Narratives of Delusion in the Political Practice of the Labour Left 1931–1945.

Roger Spalding’s new book, published by Cambridge Scholars, sets out a challenging re-interpretation of the politics of Labour’s left-wing. It shows how the Left developed a range of simplistic, self-sustaining narratives, rather than supported analyses, to guide its actions in the aftermath of the political crisis of 1931. This approach, it is argued, persisted down to the opening years of the present century; its employment in part explaining the decline of the pre-Corbyn Left.

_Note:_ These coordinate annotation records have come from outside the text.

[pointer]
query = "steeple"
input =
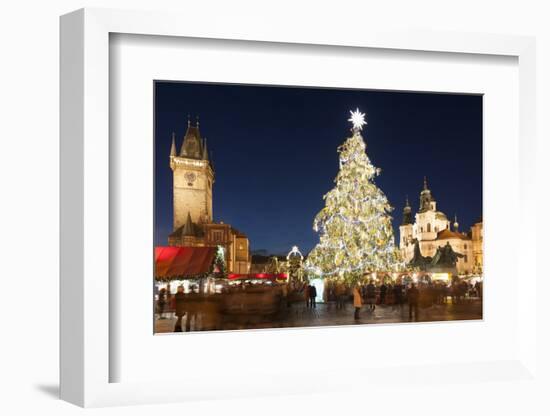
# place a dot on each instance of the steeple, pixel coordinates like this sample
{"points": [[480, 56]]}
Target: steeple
{"points": [[173, 148], [204, 150], [407, 213], [188, 229], [192, 142], [426, 198]]}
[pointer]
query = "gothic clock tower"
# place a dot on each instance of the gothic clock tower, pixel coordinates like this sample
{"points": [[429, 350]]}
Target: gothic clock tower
{"points": [[193, 178]]}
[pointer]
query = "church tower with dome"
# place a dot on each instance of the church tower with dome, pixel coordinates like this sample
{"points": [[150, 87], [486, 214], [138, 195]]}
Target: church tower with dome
{"points": [[432, 229]]}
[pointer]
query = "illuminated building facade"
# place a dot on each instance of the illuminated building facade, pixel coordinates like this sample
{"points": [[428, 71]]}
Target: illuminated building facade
{"points": [[432, 229]]}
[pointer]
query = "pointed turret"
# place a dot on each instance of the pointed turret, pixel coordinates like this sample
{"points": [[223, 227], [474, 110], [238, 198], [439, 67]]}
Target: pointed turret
{"points": [[204, 150], [188, 228], [427, 202], [192, 142], [173, 148], [407, 213]]}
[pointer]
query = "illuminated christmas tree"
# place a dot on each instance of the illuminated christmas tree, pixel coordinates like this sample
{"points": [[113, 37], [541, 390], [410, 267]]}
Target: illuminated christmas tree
{"points": [[355, 229]]}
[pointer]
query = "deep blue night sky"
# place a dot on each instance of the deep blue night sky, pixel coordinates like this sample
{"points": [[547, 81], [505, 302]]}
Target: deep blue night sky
{"points": [[274, 153]]}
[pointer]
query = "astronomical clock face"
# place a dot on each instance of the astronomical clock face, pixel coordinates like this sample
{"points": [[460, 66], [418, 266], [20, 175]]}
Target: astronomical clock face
{"points": [[192, 147], [190, 177]]}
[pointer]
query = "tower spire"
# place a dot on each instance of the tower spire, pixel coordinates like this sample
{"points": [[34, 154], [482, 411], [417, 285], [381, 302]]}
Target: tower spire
{"points": [[407, 214], [204, 150], [173, 147], [188, 227]]}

The narratives developed by the Left reflected a belief in the existence of a working class waiting to be led in a radical direction. The leading figures of the Left often had limited direct contact with working people, but, within their narratives, the responses of their target audience were predictable and automatic. The Left created an idealised working class that behaved as the Left wished.

In addition, the book questions the popular view, often enhanced by biographers of many of these Labour Left leaders.

Roger Spalding currently leads the BA History programme at Edge Hill University, UK. Before his appointment at Edge Hill, he worked for a number of years in independent television production as a producer and researcher, producing, among other things, Fish‘n’Ships, a two part documentary on the Grimsby fishing industry for Channel 4, which was screened in 1987, accompanied by a book of the same name. Since then he has published in a variety of areas, including articles on the Labour Party in the Second World War in Socialist History; Labour’s treatment of its centenary in New Politics; and the history of the British fishing industry in Journal of Regional and Local Studies. His most recent books include Historiography: An Introduction (with Christopher Parker; 2007) and an edited collection Entertainment, Leisure and Identities (with Alyson Brown; 2007).